The Copenhagen Consensus Centre, which I preside over, is helping to bring better information to this discussion. We have asked some of the world’s top economists to make analyses within all major challenge areas, estimating the economic, social and environmental costs and benefits of different targets.
So, should the almost-three billion people cooking with toxic open fires take higher priority than the broader, long term objective of cutting back on fossil fuel use?
It turns out there are smart ways to help on both accounts, say economists Isabel Galiana and Amy Sopinka.
Burning firewood and dung on open indoor fires is inefficient and causes horrendous air pollution. More than four million people each year die from respiratory illness because of smoke from indoor open fires. In Ethiopia alone, the WHO estimates 45,700 people die each year.
Most of these are women and young children, who are also the ones spending their time fetching firewood, often from quite far away. Providing cleaner cooking facilities – efficient stoves which run on liquefied gas – would improve health, increase productivity, allow women to spend time earning money and children to go to school.
The economic benefits of getting everyone off dung and wood are as high as the human welfare ones: more than 500 billion dollars each year. Costs would be much lower, about 60 billion dollars annually, including grants and subsidies to purchase stoves. Every dollar spent would buy almost nine dollars of benefits, which is a very good way to help.
However, the economists also provide a more realistic target, which turns out to be even more efficient. Since it is awfully hard to get to 100pc, they suggest providing modern cooking fuels to 30pc.
This will still help 780 million people, but at the much lower cost of 11 billion dollars annually. For every dollar spent, we would do more than 14 dollars worth of good.
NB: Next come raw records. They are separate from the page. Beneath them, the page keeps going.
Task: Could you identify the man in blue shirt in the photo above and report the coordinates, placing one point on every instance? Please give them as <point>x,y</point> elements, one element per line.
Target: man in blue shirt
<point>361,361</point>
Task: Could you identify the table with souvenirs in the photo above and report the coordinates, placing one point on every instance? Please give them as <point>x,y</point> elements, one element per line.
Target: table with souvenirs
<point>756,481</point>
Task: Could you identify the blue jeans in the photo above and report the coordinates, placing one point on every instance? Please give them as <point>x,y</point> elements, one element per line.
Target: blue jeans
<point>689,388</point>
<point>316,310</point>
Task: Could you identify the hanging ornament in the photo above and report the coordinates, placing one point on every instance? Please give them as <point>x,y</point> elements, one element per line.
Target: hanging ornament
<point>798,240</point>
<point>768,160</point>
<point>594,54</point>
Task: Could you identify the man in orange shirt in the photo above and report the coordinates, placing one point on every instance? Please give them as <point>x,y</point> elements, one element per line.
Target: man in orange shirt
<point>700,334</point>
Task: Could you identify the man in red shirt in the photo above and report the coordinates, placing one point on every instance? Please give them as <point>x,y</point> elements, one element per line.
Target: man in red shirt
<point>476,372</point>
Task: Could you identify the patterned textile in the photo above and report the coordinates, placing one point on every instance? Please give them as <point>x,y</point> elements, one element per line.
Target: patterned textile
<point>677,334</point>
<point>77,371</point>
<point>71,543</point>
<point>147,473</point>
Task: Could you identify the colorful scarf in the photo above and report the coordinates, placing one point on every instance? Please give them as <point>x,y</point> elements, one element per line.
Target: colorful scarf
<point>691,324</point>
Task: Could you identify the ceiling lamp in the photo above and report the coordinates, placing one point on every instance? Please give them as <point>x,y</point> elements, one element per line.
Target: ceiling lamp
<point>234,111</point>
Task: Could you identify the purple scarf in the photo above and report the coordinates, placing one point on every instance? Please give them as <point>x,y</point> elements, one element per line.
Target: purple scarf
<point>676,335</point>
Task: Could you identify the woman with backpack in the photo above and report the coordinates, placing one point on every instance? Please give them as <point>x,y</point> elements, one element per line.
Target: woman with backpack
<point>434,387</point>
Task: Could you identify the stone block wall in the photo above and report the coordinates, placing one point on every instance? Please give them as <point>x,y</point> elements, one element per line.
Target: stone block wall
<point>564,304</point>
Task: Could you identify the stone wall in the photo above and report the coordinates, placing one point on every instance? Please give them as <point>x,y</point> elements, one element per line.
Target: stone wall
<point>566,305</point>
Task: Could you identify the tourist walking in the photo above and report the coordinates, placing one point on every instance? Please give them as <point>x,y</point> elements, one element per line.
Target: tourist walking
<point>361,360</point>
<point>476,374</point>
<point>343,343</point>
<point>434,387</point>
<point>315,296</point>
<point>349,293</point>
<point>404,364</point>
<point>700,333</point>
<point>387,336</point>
While clean cooking is important, electricity can bring different benefits. Lighting means that students can study after dark, clinics can refrigerate vaccines, and water can be pumped from wells so that women do not have to walk miles to fetch it. About 68pc of sub-Saharan Africa still miss access to electricity, according to 2012 data by the International Energy Agency (IEA). Some 77pc of Ethiopia, or 70 million people, still lack access to electricity.
The value of getting electricity to everyone is about 380 billion dollars annually. The cost is more difficult to work out. To provide electricity to everyone would need the equivalent of 250 more power stations but many rural areas might best be served by solar panels and batteries.
This is not an ideal solution but would still be enough to make an enormous improvement to people’s lives. The overall cost is probably around 75 billion dollars per year, which still does five dollars of benefits for each dollar spent.
If we want to tackle global warming, on the other hand, there are some targets we should be weary of. One prominent target suggests doubling the world’s share of renewables, particularly solar and wind, but this turns out to be a rather ineffective use of resources. The extra costs of coping with the intermittent and unpredictable output of renewables make them expensive and the cost likely to be higher than the benefits.
However, the world spends 544 billion dollars in fossil fuel subsidies, almost exclusively in third world countries. This drains public budgets from being able to provide health and education, while encouraging higher CO₂ emissions.
Moreover, gasoline subsidies mostly help rich people, because they are the only ones to afford a car. To phase out fossil fuel subsidies would be a phenomenal target, because it would cut CO₂ while saving money for other and better public uses. The economists estimate that every dollar in costs would do more than 15 dollars of climate and public good.
With such high-return targets, the economic evidence shows that – if carefully chosen – energy targets should definitely be part of the promises for the next 15 years.